Жан Жионо. Сердца, страсти, характерЧАСТЬ I. В БАРЕ ЭСКАДРИЛЬИ
ЖОС ФОРНЕРО
Меня интересуют покойники только моего возраста. Я их изучаю, всматриваюсь в из лица, в их застигнутые смертью лица. На сентиментальное хныканье времени у меня не остается. Я исследую, оцениваю, сравниваю, разоблачаю постановочные хитрости и трюки. Мертвецов ведь тоже вовлекают в комедию лжи — их драпируют. К примеру, настоящий их цвет колеблется между зеленым и желтым. Их ткани еще мягки и податливы, они шевелятся, оказываясь во власти мимолетных спазмов, каких-то едва заметных подергиваний и проседаний, особенно когда внутри них лопаются крошечные пузырьки с характерным запахом.

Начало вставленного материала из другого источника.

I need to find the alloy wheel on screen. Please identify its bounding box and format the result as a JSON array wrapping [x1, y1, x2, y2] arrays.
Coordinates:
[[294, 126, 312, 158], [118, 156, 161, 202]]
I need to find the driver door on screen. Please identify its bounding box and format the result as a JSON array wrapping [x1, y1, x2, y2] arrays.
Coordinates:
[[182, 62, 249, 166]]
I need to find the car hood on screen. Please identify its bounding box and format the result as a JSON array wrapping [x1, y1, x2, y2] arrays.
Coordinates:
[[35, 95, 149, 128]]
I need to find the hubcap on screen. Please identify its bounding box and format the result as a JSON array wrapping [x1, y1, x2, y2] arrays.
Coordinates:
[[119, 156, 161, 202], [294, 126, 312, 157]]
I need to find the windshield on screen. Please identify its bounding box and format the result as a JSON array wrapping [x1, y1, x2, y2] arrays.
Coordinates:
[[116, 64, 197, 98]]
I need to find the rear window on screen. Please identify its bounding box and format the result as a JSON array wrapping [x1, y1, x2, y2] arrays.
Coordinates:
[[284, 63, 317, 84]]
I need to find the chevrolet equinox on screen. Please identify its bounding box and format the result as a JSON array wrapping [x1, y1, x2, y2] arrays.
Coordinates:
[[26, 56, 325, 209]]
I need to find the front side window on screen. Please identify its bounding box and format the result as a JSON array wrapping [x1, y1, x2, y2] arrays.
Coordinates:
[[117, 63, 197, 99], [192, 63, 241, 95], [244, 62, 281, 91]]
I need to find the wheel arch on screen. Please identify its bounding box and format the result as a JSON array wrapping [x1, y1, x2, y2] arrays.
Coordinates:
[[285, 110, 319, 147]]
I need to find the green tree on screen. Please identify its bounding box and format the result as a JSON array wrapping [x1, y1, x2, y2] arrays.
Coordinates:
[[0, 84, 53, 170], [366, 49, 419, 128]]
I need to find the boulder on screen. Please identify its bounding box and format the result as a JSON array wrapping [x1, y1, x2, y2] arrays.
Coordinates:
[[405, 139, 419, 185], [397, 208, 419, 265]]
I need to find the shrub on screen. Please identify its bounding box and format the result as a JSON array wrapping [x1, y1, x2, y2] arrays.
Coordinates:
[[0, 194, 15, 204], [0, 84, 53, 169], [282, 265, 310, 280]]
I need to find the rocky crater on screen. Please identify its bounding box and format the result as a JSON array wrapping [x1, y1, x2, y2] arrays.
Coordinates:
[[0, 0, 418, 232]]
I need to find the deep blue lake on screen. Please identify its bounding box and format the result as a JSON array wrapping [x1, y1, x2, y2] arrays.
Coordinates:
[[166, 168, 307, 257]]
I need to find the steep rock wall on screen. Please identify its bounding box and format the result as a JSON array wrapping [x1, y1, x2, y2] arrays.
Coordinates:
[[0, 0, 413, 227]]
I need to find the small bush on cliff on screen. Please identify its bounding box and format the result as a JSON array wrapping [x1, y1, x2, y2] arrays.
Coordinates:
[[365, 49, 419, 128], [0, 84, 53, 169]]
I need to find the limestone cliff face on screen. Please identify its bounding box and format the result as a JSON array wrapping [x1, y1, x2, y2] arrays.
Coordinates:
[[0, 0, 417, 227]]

Общепринятое мнение о трупном окоченении несколько облагораживает покойников, но правда более жестока: телесная оболочка является всего лишь бурдюком, откуда выходит воздух, иногда что-нибудь еще, и нетрудно догадаться, что внутри разложение продолжается, освобождая все новые и новые емкости.
Кладбище, еще не заполненное, располагалось на склоне. Стена из известняка, очерчивая границу новой территории, вселяла в чувствительные сердца тоску по старинным, тесно прижатым друг к другу, покрытым мхом могилам, которые придают старым кладбищам вид дворцовых парков, а жилищам покойников — величие. Кстати о покойниках. Давайте поговорим о них.
Бедняга Гандюмас. Голова, уменьшившаяся вполовину от былого объема, должно быть, порядочно поварилась в котле у индейцев. Ее объем? Мясо, или так называемая плоть, — это еще одна ложь. Оно обволакивает лицо иллюзиями. Всего лишь придает ему красоту и больше ничего — это декорация, нечто вроде архитектурных изысков. Только кость говорит правду, острая и не слишком громоздкая. Покойники — это птицы, выпавшие из гнезда. Ветер еще ерошит им перья, но в них уже происходит ферментация, они портятся, после чего в конце концов начнут высыхать.
В последнее время сквозь знакомый облик Гандюмаса все больше и больше проступала птица. Костюм висел на его похудевшем теле, расстегнутый ворот рубашки топорщился, как у нищего, одетого от чьих-то щедрот.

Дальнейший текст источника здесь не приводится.